DER Gesetz über digitale Märkte (kurz DMA) soll nach jüngsten Aussagen von Margrethe Vestager erst spät, also im Frühjahr 2023, in Kraft treten. Der Exekutiv-Vizepräsident der Europäischen Kommission sprach tatsächlich auf der Jahrestagung des Internationalen Wettbewerbsnetzwerks in Berlin und sorgte gleichzeitig dafür, dass der Text tatsächlich auf Unternehmen einer bestimmten Größenordnung beschränkt wird.
Wir wissen, dass es sich dabei hauptsächlich um Unternehmen mit mindestens 45 Millionen aktive Benutzer auf dem Boden des Alten Kontinents bzw. 10.000 bei professionellen Kunden.
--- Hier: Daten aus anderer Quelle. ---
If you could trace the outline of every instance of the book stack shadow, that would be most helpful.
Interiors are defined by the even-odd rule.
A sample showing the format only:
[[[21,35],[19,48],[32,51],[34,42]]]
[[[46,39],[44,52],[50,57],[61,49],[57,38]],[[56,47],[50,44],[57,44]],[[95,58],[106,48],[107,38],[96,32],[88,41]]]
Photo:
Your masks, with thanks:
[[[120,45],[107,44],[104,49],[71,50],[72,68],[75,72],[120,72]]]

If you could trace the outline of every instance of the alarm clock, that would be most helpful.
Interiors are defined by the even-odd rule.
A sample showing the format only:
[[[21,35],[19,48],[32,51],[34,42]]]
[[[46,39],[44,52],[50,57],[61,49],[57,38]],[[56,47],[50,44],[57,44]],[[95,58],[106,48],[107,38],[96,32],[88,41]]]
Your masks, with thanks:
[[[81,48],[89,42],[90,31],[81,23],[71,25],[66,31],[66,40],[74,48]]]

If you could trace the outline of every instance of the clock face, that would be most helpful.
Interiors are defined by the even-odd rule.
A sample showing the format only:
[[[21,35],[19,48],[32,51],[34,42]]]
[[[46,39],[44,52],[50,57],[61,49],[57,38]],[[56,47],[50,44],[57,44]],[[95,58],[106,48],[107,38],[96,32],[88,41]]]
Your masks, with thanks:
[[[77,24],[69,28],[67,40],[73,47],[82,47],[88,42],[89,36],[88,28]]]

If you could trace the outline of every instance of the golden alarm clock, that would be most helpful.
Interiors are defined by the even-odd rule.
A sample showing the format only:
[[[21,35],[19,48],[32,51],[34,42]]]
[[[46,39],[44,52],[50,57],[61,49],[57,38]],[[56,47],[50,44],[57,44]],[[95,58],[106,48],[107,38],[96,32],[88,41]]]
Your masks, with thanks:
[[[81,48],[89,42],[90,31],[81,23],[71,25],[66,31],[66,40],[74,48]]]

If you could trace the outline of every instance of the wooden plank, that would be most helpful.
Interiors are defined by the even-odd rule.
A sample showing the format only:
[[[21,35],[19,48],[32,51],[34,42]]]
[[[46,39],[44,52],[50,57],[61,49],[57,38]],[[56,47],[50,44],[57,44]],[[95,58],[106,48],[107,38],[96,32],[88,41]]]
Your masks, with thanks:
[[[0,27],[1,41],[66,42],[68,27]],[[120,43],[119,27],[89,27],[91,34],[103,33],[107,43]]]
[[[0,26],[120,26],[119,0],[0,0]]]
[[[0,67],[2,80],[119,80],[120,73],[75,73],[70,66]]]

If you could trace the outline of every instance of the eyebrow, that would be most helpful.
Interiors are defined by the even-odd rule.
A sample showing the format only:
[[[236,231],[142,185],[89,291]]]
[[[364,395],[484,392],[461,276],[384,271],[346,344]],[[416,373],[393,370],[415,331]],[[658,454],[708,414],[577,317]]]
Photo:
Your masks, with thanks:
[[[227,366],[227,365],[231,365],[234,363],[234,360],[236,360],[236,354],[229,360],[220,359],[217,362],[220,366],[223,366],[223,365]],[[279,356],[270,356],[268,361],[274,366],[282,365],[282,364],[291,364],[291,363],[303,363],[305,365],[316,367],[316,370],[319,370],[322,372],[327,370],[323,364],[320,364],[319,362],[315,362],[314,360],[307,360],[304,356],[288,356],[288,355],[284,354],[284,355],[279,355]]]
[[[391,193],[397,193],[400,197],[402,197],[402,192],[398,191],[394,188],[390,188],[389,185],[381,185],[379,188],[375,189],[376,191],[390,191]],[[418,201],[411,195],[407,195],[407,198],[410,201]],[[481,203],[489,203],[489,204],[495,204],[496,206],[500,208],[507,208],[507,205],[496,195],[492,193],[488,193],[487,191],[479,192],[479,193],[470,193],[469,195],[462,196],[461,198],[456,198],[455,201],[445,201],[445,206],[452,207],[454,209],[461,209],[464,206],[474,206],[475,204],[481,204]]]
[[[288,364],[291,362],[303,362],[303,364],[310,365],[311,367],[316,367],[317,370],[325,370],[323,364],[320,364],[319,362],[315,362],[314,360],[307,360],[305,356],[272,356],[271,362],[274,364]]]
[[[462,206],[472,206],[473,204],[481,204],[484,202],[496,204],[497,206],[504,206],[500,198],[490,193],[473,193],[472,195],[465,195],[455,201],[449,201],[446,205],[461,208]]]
Weitere Kriterien wie aktuelle Finanzergebnisse, Kapitalisierung (> 65 Milliarden Euro) und abgedeckte Länder werden berücksichtigt, mit dem Hauptziel, die wachsende Macht von Giganten wie Spotify, Meta oder Apple einzudämmen.
Risiken für Apple
Das DMA hat mehrere Hauptlinien, beginnend mit der Blockierung bestimmter PraktikenSelbstpräferenz. Diese Strategie, die es beispielsweise Alphabet ermöglicht, seine eigenen Dienste kostenlos im Play Store zu bewerben oder iOS, dasselbe im App Store zu tun, ist zu Lasten von Spielern mit weniger Ressourcen angelegt. Ein Zurücksetzen der Zähler würde ihnen daher mehr Entwicklungschancen bieten.
Natürlich ist das Verwaltung personenbezogener Daten steht auch deshalb im Rampenlicht, weil einige wie Facebook die Statistiken ihrer Flaggschiff-Plattformen (wie WhatsApp) zum Nutzen anderer (des Business Managers) wiederverwenden. Ein kostenloser Transfer vor der Nase der Konkurrenz, die dafür bezahlen muss: nichts Ungewöhnliches, aber problematisch, weil es zu einem Monopol in größerem Maßstab führen könnte.
Wenn diese Vorschriften in Kraft treten, sind die Beklagten verpflichtet, diese einzuhalten. Andernfalls drohen Bußgelder von bis zu 10 % ihres weltweiten Umsatzes.
Und in Frankreich?
Wie bei solchen internationalen Manövern hat dann jede Regierung die Möglichkeit dazudie Richtlinien anpassen in seiner Soße. Wir wissen jedoch, dass Frankreich nicht außen vor bleibt, wenn es darum geht, die größten Unternehmen der Welt vor den Kopf zu stoßen. Die Steuer auf digitale Dienstleistungen (oder „GAFAM-Steuer“), die im Juli 2019 verabschiedet wurde und der auch Criteo unterliegt, ist ein Beweis dafür.